The cross is why I follow Jesus.  Jesus did more than pay the price on the cross to make it possible for me to be forgiven.  He walked through the darkest valleys of the human existence and came out the other side.  He knows how to navigate pain, grief, and separation and lead onward to a place of peace, hope and joy.  He's not a plastic savior, or a superhero.  His heart and his hands have scars.

“Death is swallowed up in victory.”
“O death, where is your victory? O death, where is your sting?”
-1 Corinthians 15:54-55

Jesus is the resurrection and the life.  He is the promise of freedom for the soul after the death of a broken body. He turned the universe upside down.  His dramatic victory over death was in some ways quiet, mysterious, brutal.  Smelling like lavender.


  1. Love this so, so much! And I love you so, so much friend. I am praying for you today. You are being covered in many prayers. I am certain that Jesus is meeting with you in a special way this week....He loves to meet us in our weakness. After all, he did come to meet us here and die for us. So I am praying you lean into Him. Into His strong, and lavender smelling arms. Cause I know He loves you, weeps with you, and is so proud of you. Love you friend! P.S. Sunday will be here soon!!! Praise Jesus!!!

    1. Thank you, Julie :) You are another dear friend who has navigated many dark spaces and come out with joy. I so dearly appreciate your friendship and your heart!

  2. Thanks for writing this, Liz. It's a wonderful statement of how deeply we all need a Savior and what Jesus Christ makes possible for each of us. Part of your post ("He knows how to navigate pain, grief, and separation and lead onward to a place of peace, hope and joy") made me think of one of my favorite scriptures from the Book of Mormon - Alma 7:10-13.

    10 And behold, he shall be born of Mary, at Jerusalem which is the land of our forefathers, she being a virgin, a precious and chosen vessel, who shall be overshadowed and conceive by the power of the Holy Ghost, and bring forth a son, yea, even the Son of God.

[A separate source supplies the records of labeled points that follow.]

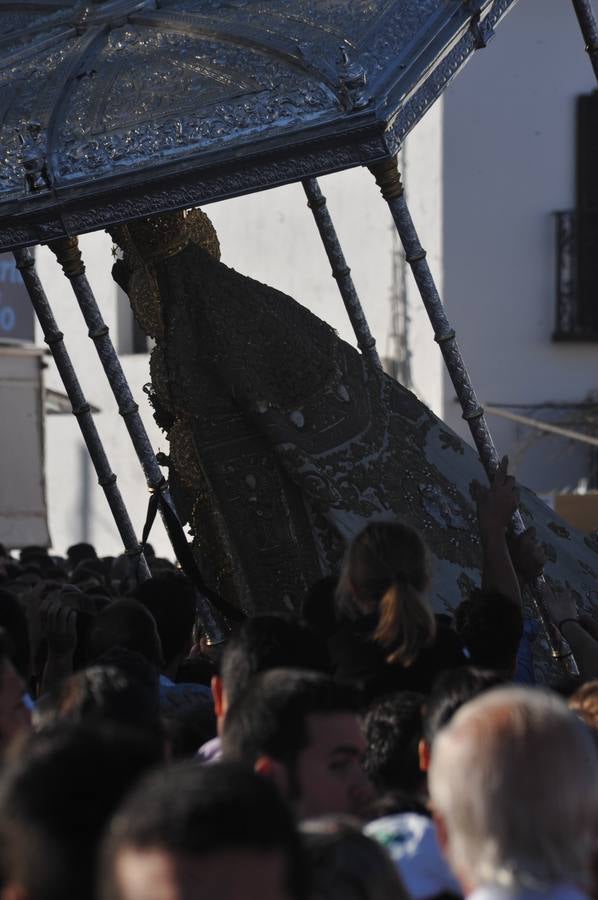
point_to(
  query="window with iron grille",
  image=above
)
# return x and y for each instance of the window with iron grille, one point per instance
(577, 237)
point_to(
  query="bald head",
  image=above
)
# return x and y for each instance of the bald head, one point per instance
(514, 787)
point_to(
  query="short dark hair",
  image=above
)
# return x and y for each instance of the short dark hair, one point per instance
(55, 800)
(393, 729)
(270, 716)
(127, 624)
(269, 641)
(13, 623)
(199, 810)
(451, 691)
(170, 597)
(104, 694)
(490, 626)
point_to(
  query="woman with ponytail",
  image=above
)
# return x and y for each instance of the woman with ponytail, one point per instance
(388, 636)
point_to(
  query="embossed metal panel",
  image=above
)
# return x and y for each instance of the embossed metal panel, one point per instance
(112, 110)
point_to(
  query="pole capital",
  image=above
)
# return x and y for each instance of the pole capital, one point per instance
(388, 178)
(66, 251)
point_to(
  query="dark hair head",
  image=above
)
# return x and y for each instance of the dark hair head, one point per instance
(170, 598)
(270, 716)
(318, 607)
(393, 729)
(105, 694)
(269, 642)
(196, 811)
(386, 571)
(346, 865)
(55, 800)
(127, 624)
(14, 622)
(79, 552)
(490, 626)
(451, 691)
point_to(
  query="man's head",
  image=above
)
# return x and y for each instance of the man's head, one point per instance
(393, 730)
(126, 624)
(451, 691)
(490, 625)
(302, 730)
(264, 642)
(56, 797)
(170, 598)
(219, 832)
(14, 716)
(100, 695)
(513, 783)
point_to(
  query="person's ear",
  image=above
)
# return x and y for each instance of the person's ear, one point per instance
(218, 696)
(441, 832)
(423, 752)
(274, 771)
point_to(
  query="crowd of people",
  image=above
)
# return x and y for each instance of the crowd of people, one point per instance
(363, 748)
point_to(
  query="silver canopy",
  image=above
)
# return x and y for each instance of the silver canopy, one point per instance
(114, 110)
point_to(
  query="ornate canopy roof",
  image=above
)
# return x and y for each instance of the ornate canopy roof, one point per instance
(114, 110)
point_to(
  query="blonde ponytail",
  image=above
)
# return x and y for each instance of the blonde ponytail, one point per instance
(406, 623)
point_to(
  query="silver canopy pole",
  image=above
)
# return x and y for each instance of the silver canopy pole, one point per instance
(82, 412)
(341, 272)
(68, 255)
(388, 180)
(589, 29)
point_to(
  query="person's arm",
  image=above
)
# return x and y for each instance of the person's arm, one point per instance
(496, 505)
(563, 611)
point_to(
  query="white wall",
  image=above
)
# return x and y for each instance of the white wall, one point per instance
(509, 162)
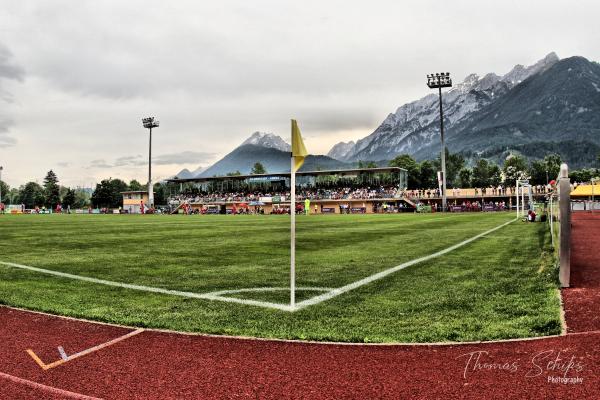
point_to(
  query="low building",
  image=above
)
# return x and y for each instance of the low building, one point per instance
(133, 200)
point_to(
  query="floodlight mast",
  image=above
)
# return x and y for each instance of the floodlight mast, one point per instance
(150, 123)
(1, 168)
(439, 81)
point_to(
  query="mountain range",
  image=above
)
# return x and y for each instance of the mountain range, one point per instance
(552, 106)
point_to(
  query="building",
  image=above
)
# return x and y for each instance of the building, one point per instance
(218, 194)
(133, 200)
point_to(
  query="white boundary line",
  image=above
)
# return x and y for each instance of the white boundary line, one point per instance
(218, 296)
(46, 388)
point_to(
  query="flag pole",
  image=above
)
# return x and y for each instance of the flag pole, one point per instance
(293, 234)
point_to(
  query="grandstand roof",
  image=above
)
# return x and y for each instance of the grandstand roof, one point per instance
(342, 172)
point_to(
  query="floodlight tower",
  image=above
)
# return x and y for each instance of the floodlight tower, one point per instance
(1, 168)
(439, 81)
(150, 123)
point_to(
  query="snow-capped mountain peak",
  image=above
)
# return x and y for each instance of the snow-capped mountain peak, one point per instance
(267, 140)
(341, 150)
(416, 124)
(519, 73)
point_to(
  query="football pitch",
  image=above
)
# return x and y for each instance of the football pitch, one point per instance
(500, 285)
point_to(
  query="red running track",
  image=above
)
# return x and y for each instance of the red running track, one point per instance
(582, 299)
(164, 365)
(161, 365)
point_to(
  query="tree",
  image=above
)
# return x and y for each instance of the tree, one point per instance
(51, 190)
(538, 172)
(69, 198)
(82, 199)
(258, 169)
(481, 174)
(464, 178)
(454, 163)
(13, 196)
(515, 168)
(428, 176)
(160, 194)
(552, 162)
(413, 170)
(32, 195)
(135, 185)
(4, 191)
(366, 164)
(108, 193)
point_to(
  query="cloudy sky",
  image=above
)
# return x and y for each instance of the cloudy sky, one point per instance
(76, 77)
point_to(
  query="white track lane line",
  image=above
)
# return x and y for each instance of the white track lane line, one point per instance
(283, 307)
(46, 388)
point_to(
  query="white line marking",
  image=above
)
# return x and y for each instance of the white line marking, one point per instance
(65, 359)
(47, 389)
(382, 274)
(218, 296)
(62, 353)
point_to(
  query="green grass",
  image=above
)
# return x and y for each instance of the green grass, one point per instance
(500, 286)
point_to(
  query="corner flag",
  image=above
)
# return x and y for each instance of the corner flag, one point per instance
(298, 154)
(298, 149)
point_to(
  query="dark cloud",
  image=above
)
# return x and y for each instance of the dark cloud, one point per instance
(99, 164)
(185, 157)
(128, 160)
(8, 71)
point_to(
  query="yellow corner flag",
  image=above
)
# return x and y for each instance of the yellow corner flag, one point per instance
(298, 149)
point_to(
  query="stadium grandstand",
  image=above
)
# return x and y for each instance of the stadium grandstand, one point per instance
(349, 191)
(329, 191)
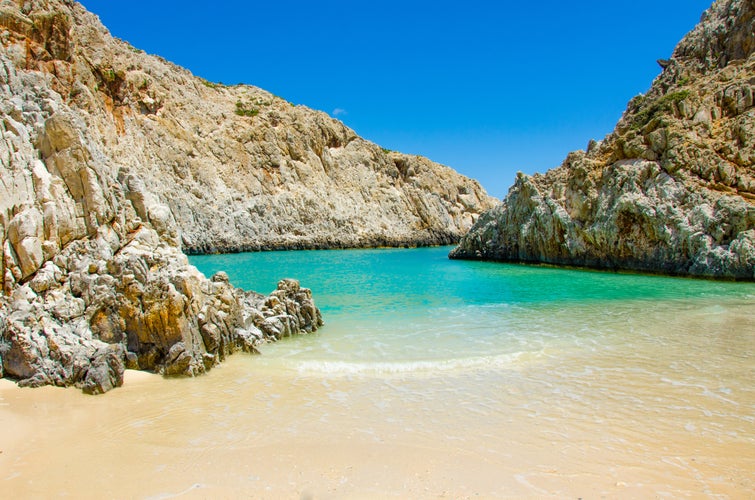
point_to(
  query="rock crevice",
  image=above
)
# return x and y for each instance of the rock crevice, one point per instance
(671, 190)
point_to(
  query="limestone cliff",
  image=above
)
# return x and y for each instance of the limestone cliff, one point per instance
(113, 161)
(671, 190)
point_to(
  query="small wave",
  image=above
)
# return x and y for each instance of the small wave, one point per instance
(413, 367)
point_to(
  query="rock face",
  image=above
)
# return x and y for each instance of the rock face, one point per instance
(113, 162)
(235, 167)
(671, 190)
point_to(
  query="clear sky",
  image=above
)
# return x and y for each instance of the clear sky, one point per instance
(486, 87)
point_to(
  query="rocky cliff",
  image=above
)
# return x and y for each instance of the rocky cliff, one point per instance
(671, 190)
(114, 161)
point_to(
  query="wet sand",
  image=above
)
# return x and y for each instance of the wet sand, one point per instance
(247, 432)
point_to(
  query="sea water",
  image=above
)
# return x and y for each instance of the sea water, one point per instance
(430, 378)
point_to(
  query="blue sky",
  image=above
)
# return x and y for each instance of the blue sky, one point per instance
(488, 88)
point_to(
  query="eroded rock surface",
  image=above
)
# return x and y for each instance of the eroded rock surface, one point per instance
(671, 190)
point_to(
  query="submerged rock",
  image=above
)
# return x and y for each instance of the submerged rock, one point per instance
(671, 190)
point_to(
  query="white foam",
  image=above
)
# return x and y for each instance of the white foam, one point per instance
(383, 368)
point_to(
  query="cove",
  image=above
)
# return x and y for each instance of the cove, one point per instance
(430, 378)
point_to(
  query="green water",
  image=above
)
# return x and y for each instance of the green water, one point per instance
(431, 379)
(414, 310)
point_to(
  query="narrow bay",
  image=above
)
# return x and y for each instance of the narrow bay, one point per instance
(430, 377)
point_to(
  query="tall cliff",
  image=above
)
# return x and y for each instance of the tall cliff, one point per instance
(114, 161)
(671, 190)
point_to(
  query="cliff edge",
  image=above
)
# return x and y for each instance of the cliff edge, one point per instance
(113, 162)
(671, 190)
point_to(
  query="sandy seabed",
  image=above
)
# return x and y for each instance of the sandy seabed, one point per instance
(249, 432)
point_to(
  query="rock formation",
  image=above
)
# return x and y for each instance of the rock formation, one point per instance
(671, 190)
(113, 161)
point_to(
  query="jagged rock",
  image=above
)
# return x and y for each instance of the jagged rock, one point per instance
(671, 190)
(112, 160)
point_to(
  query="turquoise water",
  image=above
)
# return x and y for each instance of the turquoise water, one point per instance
(431, 379)
(414, 310)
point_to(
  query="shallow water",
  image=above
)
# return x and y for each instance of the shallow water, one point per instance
(431, 378)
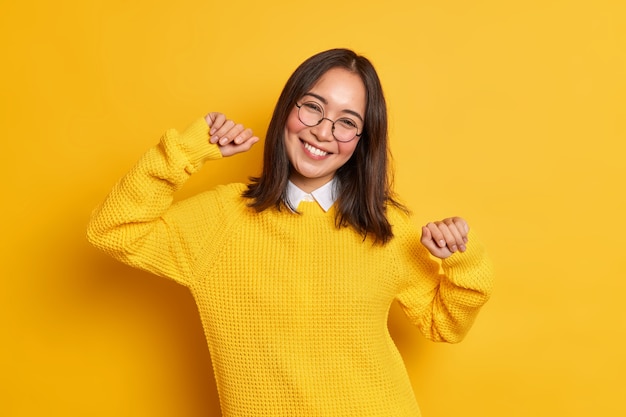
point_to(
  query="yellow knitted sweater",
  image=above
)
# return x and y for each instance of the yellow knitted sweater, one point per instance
(294, 309)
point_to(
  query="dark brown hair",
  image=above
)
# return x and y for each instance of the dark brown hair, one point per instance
(363, 182)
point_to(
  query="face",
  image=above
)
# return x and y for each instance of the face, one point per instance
(314, 153)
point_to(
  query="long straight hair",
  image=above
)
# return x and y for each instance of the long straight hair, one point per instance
(363, 182)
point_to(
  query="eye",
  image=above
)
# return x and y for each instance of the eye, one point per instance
(347, 123)
(313, 107)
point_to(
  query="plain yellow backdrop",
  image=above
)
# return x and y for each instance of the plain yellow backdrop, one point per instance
(509, 113)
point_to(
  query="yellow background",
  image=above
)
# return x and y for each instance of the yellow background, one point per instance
(510, 113)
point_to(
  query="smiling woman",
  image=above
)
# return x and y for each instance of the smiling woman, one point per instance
(314, 152)
(294, 273)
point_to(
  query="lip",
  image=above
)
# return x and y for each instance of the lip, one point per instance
(311, 155)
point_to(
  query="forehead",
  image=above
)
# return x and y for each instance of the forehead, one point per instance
(341, 89)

    11 And he shall go forth, suffering pains and afflictions and temptations of every kind; and this that the word might be fulfilled which saith he will take upon him the pains and the sicknesses of his people.

    12 And he will take upon him death, that he may loose the bands of death which bind his people; and he will take upon him their infirmities, that his bowels may be filled with mercy, according to the flesh, that he may know according to the flesh how to succor his people according to their infirmities.

    13 Now the Spirit knoweth all things; nevertheless the Son of God suffereth according to the flesh that he might take upon him the sins of his people, that he might blot out their transgressions according to the power of his deliverance; and now behold, this is the testimony which is in me.

    Jesus Christ knows our challenges, sadnesses, and infirmities intimately. He knows what it was like for you to lose your father and what it was like for your father during his final days. And I'm so thankful for his life and resurrection. And that He knows how best to reach each of us individually - through the scent of lavender this past week for you and all the other ways we can draw close to Him.

    Thanks again for sharing.

    1. Thanks for your thoughtful response, Greg! I've never read the book of Alma, but I am definitely thankful that Jesus took on humanity (even the ugly parts) in order to love us better. Happy Easter!